Ensuring greater intellectual and academic freedom is not just an obligation but our entitlement as citizens of a democratic nation, says Syerleena Abdul Rashid.
Isaac Asimov, a futurist and a great thinker who made such a profound impact on present day society, regarded anti-intellectualism as being “a constant thread winding its way through our political and cultural life, nurtured by the false notion that democracy means that ‘my ignorance is just as good as your knowledge’”. For Malaysians, such words hit too close for comfort.
With each passing day, the nuances of ignorance and imprudence become clearer to us: the slow decline of our nation’s education system, the rise of extremism, the tolerance of bigoted opinions and the acceptance of mediocrity are testament that certain ideas that exist within our socio-political landscape reveal unreserved apathy to reform or maybe it is just a disability rendered by our ruling elite.

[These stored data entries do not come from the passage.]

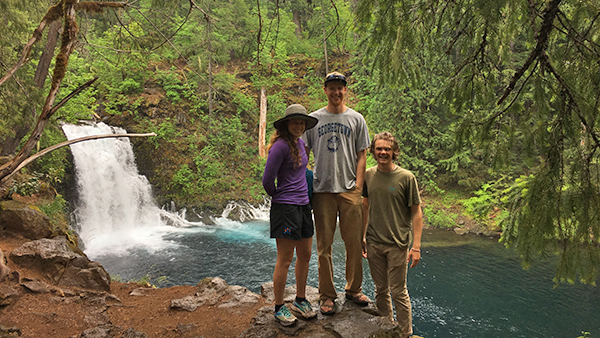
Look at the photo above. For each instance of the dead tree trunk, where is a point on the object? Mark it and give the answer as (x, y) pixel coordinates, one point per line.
(262, 125)
(68, 39)
(41, 71)
(4, 181)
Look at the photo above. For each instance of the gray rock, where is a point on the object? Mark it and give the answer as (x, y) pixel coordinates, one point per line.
(9, 332)
(289, 294)
(141, 292)
(8, 295)
(133, 333)
(350, 321)
(20, 219)
(36, 286)
(61, 264)
(97, 332)
(211, 291)
(183, 328)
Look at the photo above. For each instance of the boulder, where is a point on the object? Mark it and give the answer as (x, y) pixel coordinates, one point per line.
(212, 291)
(289, 294)
(8, 295)
(20, 219)
(350, 320)
(61, 265)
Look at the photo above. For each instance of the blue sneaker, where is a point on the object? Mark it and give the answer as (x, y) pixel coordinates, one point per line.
(304, 309)
(285, 317)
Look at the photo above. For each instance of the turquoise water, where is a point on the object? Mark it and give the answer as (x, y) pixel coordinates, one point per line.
(463, 287)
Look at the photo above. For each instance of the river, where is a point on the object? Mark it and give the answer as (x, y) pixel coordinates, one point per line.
(465, 286)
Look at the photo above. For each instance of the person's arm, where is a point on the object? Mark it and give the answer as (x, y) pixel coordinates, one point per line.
(417, 220)
(274, 161)
(361, 167)
(365, 223)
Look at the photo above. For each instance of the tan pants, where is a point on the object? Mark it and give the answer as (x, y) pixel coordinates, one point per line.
(388, 268)
(326, 207)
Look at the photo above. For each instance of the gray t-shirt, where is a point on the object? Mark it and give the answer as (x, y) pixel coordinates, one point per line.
(336, 141)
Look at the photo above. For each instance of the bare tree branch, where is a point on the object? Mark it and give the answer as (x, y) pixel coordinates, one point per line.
(34, 157)
(542, 40)
(54, 13)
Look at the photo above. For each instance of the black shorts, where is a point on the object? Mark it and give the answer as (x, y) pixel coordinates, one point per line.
(291, 221)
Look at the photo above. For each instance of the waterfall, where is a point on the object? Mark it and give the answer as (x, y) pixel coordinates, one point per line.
(115, 211)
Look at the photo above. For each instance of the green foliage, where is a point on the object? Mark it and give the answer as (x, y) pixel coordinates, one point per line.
(56, 210)
(413, 119)
(525, 92)
(28, 186)
(439, 218)
(166, 131)
(487, 205)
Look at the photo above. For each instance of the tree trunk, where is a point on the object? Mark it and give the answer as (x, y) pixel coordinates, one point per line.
(6, 179)
(42, 70)
(296, 19)
(262, 125)
(68, 39)
(324, 38)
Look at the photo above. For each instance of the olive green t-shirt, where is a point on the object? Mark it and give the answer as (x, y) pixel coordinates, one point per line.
(391, 194)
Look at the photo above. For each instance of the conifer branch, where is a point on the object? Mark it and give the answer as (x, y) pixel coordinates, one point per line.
(542, 42)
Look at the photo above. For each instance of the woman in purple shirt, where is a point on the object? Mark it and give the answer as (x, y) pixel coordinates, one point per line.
(291, 218)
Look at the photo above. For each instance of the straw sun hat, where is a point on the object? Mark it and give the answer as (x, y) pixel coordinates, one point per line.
(296, 111)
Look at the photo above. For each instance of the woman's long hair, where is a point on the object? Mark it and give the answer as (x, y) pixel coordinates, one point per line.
(284, 134)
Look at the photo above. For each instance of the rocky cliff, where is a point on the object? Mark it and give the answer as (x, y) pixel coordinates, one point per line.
(49, 288)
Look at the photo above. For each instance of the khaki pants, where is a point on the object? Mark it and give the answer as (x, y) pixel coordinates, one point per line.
(388, 268)
(326, 207)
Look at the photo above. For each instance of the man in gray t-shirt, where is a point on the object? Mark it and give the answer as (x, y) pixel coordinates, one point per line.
(339, 142)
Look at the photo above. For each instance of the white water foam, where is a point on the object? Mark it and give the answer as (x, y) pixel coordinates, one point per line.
(116, 211)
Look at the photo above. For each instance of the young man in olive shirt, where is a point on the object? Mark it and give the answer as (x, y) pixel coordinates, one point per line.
(392, 219)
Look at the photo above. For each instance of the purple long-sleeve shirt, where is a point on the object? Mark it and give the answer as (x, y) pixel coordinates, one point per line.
(291, 182)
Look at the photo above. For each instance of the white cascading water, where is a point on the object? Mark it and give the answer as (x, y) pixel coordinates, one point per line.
(116, 211)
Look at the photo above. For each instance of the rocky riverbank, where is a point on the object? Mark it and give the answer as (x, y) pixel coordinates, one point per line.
(49, 288)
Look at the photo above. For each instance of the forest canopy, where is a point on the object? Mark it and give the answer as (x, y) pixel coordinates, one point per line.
(496, 99)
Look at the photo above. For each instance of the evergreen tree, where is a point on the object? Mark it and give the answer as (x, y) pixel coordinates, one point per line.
(524, 76)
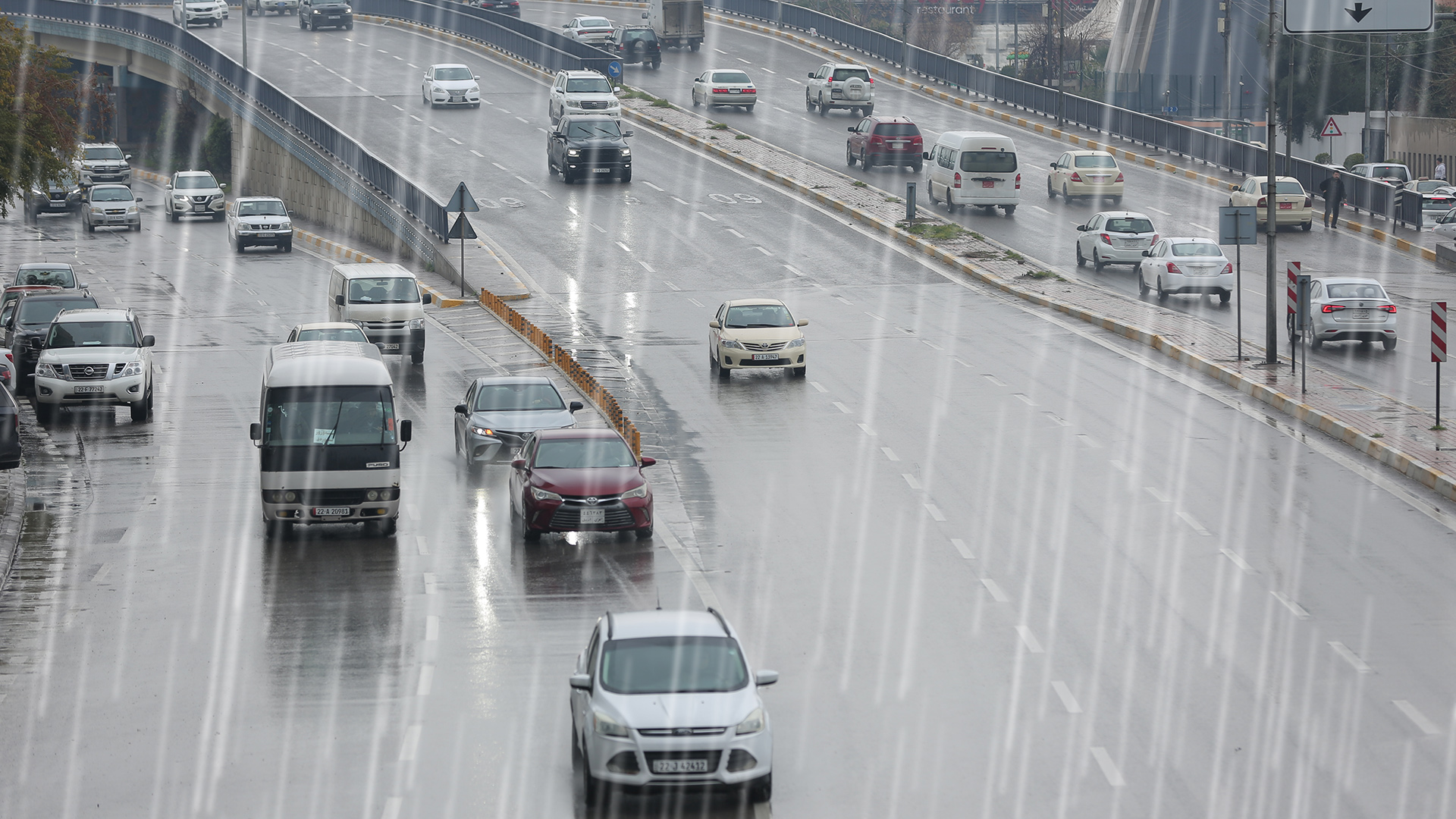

Every day, we read about academicians, scholars and student being charged and arrested for raising pressing issues – issues valid and current to the realities Malaysians face on a daily basis. They dare speak up and question all the wrongs that exist in our society today.
Academician and constitutional law expert Dr Aziz Bari is the latest to be charged under the Sedition Act; so what exactly was his crime? Highlighting issues that were based on factual data comprising statements clearly enshrined in our Federal Constitution?
For those of us who read his articles, the contents did not appear seditious and nor insulting. Dr Aziz Bari has a unique gift – constitutional literacy; a knowledge that all Malaysians should have but take for granted. But instead of nay-sayers acknowledging such trepidation amicably, these concerns have been silenced, brushed aside and ignored. Is our nation heading towards an intellectual ‘Year Zero’ of sorts? Are we now witnessing waves of anti-intellectualism in Malaysia?
There is an apparent trend; our ruling elite (and traditional media) tend to favour the likes of Ridhuan Tee, Ibrahim Ali and various personalities who pepper our socio-political landscape with pseudo-intellectual babble that could make great thinkers of the past roll in their graves.
Never mind that we have organisations (that shall remain nameless) to colour our otherwise mundane political landscape with half-baked analyses of religion or ‘creative’ interpretations of our constitution; their absurdities are now regarded as ideas worthy of citation!
Why are mediocre minds allowed to masquerade as individuals who have high intellect and unquestionably sound logic; while the persecution of authentic great thinkers, who are then tagged as academic outcasts is seen to be acceptable? The apparent dumbing down of our universities and other institutes of scholarly pursuits have contributed to this educational crisis.
The Unesco recommendation with regard to the Status of Higher Education Teaching personnel has established six factors to guarantee uncompromising quality of education deliverance: university autonomy, university accountability, academic freedom, academic obligations, security of tenure and collegiality. Autonomy is required and shall encompass academic, management and financial matters; most of all, external forces are prohibited from interfering.
Unfortunately, such autonomy is not granted to our local universities, and external forces are free to meddle and damage the sanctity of our institutions. The results have proven to be perilous to the growth and development of our great nation.
The concept of political, intellectual and academic freedom can only exist under a free, democratic government – under which ideas can be exchanged mutually, questions can be raised without tempers flaring, and concerns can be expressed without the fear of detention. The exchanges of opinion and the sharing of wisdom also encourage intellectualism to flourish in a society.
Under such circumstances, society can truly work towards improving the nation and determine the type of societal evolution that is in line with our cultural values. Knowing what is guaranteed in a democracy and recognising the flaws in our system, we can’t help but question the system that is in place. Why are law-abiding citizens – in this case, respected academicians and students – allowed to be treated like criminals?
While our ruling elite continue to live in denial and savour the luxurious excesses they surround themselves with, the calls for academic freedom and political reform are becoming more apparent. It is up to us, those who have awakened from deep BN-induced slumber, to lead the way to change. Ensuring greater intellectual and academic freedom is not just an obligation but our entitlement as citizens of a democratic nation.